Summary
Investigating the properties of live heavy oil, as pressure declines from the original reservoir pressure to ambient pressure, can aid in interpreting and simulating the response of heavy-oil reservoirs undergoing primary production. Foamy oil has a distinctly different and more complex behavior compared to conventional oil as the reservoir pressure depletes and the gas leaves solution from the oil. Solution gas separates very slowly from the oil; thus, conventional pressure/volume/temperature (PVT) measurements are not trivial to perform. In this paper, we present novel experiments that utilize X-ray computerized assisted technology (CT) scanning and low field nuclear magnetic resonance (NMR) techniques.
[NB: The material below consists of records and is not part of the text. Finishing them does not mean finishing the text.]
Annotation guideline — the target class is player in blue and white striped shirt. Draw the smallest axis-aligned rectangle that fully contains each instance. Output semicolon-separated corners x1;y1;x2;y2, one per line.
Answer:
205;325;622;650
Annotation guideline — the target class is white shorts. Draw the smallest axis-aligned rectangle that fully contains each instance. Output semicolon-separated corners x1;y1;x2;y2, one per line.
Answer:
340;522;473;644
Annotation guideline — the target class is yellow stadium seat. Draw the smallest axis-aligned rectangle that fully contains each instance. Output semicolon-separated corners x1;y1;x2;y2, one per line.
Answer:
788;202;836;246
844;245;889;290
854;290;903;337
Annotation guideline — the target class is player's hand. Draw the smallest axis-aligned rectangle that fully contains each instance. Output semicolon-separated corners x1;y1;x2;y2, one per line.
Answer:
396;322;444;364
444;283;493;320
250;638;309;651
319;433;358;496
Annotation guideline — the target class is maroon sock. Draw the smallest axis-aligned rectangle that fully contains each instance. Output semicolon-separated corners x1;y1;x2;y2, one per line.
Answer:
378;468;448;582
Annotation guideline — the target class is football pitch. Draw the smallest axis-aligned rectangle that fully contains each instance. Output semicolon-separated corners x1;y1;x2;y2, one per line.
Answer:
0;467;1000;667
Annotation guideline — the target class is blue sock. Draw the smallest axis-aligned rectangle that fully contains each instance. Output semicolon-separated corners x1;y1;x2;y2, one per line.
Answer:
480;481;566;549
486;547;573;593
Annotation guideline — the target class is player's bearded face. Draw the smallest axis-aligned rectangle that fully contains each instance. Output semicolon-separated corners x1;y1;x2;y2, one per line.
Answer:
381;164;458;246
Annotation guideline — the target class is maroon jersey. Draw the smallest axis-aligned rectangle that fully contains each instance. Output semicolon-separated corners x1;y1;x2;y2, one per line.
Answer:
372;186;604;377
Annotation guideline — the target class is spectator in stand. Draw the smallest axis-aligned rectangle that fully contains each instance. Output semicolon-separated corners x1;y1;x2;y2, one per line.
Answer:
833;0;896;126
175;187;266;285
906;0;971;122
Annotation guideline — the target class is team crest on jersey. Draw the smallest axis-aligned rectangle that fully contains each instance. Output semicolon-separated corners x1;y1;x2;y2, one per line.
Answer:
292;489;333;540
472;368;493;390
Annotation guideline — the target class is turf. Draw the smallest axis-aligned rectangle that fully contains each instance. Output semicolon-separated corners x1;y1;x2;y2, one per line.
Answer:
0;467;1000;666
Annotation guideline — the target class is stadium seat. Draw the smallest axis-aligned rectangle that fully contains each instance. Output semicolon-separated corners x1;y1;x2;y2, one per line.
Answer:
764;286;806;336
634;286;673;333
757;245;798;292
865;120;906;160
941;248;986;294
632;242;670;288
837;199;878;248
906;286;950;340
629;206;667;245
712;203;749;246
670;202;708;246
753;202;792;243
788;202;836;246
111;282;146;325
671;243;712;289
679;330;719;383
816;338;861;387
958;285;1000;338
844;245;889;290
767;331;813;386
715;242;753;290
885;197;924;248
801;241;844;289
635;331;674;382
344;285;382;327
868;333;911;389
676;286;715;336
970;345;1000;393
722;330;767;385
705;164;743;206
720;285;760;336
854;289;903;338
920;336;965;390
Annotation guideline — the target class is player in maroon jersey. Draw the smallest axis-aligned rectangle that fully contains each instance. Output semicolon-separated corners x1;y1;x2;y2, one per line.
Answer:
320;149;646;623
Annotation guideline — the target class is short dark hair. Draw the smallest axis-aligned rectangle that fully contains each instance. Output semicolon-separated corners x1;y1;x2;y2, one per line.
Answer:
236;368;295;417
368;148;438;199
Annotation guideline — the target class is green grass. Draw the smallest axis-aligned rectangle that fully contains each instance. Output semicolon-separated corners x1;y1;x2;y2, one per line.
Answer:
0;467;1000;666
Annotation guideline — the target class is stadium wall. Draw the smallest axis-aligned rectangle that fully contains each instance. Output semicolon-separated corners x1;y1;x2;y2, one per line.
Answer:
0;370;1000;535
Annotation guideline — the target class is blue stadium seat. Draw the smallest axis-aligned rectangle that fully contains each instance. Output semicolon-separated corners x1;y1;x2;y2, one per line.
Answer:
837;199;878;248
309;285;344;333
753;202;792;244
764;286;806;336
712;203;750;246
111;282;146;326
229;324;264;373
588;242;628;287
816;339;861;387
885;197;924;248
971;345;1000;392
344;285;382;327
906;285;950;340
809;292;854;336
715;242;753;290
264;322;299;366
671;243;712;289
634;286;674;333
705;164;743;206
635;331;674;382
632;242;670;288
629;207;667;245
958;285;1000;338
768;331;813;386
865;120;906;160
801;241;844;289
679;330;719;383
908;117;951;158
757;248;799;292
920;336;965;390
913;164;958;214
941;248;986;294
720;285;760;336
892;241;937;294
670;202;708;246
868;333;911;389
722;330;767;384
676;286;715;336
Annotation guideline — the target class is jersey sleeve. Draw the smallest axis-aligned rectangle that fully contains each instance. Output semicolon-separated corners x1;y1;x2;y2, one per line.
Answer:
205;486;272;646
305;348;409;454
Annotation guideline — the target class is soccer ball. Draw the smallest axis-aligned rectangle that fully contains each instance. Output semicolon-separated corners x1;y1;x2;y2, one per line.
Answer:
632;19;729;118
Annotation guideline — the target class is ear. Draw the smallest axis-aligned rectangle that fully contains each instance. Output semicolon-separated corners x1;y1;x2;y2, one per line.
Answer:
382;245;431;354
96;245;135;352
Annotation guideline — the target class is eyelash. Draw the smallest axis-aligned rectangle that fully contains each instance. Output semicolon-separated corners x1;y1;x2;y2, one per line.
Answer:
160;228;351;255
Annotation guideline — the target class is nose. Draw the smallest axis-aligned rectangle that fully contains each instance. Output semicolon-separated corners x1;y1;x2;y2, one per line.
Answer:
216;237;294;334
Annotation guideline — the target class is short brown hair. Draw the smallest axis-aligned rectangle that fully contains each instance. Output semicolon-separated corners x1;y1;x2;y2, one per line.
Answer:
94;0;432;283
These nondestructive tomographic methods are capable of providing unique in-situ measurements of how oil properties change as pressure depletes in a PVT cell. Specifically, this paper details measurements of oil density, oil and gas formation volume factor, solution gas/oil ratio, (GOR), and oil viscosity as a function of pressure. Experiments were initially performed at a slow rate, as in conventional PVT tests, allowing equilibrium to be reached at each pressure step. These results are compared to non-equilibrium tests, whereby pressure declines linearly with time, as in coreflood experiments. The incremental benefit of the proposed techniques is that they provide more detailed information about the oil, which improves our understanding of foamy-oil properties.
Introduction
Understanding fluid behavior of heavy oils is important for reservoir simulation and production response predictions. In heavy-oil reservoirs, the oil viscosity and density are commonly reported, but there is little experimental data in the literature reporting how oil properties change with pressure. This information would be especially useful for production companies seeking to understand and improve their primary (cold production) response.
It is already widely known that foamy-oil behavior is a major cause for increased production in cold heavy-oil reservoirs along with sand production. Therefore, it would be valuable to first study the bulk fluid properties of live heavy oil prior to sandpack-depletion experiments. If the response of these properties to incremental pressure reduction can be established, this can be compared with fluid expansion during pressure depletion in a sandpack.
CT scanning is useful in studying high-pressure PVT relationships. Images of a pressure vessel filled with live oil can be taken as the volume of the vessel is expanded and used to calculate bulk densities and free gas saturation. Also, CT images allow us to visually see where free gas is formed in the vessel. For example, CT scanning can be used to provide an indication of whether or not small bubbles nucleate within the oil and then slowly coalesce into a gas cap, or if free gas forms straight away.
CT scanning provides much more information than conventional PVT cells. Uncertainties about where gas is forming in the oil, its effect on oil properties, and transient behavior cannot be reconciled in conventional PVT cells. Also, from CT images, the formation of microbubbles could be inferred based on the density of the oil with the dissolved gas. If the oil density decreases below the bubblepoint pressure, then it is likely that gas has come out of solution but remains within the oil; therefore, the resulting mixture is less dense than the original live oil. However, if oil density increases as the gas evolves, then the oil does not contain small gas bubbles, and gas has separated from the oil.
Also, the free gas saturation growth with time, and comparison of images at equilibrium vs. immediately after the expansion of the vessel, can provide mass transfer information about gas bubble growth, supersaturation, and gravity separation.
When characterizing heavy oil and bitumen fluid properties, oil viscosity is one of the most important pieces of information that has to be obtained. The high viscosities of heavy oil and bitumen present a significant obstacle to the technical and economic success of a given enhanced oil recovery option. As a result, in-situ oil viscosity measurement techniques would be of considerable benefit to the industry.
In heavy-oil reservoirs that are undergoing primary production, this problem is further complicated by the presence of the gas leaving solution with the oil. Above the bubblepoint, the gas is fully dissolved into the oil; thus, the live oil exists as a single-phase fluid. Once the pressure drops below the bubblepoint and gas begins to leave solution, the oil viscosity behavior is no longer well understood. In addition to our CT analysis, this work also presents the use of low field NMR as a tool for making in-situ viscosity estimates of live and foamy oil. NMR spectra change significantly as pressure drops and gas leaves solution, and these changes can be correlated to physical changes in the oil viscosity.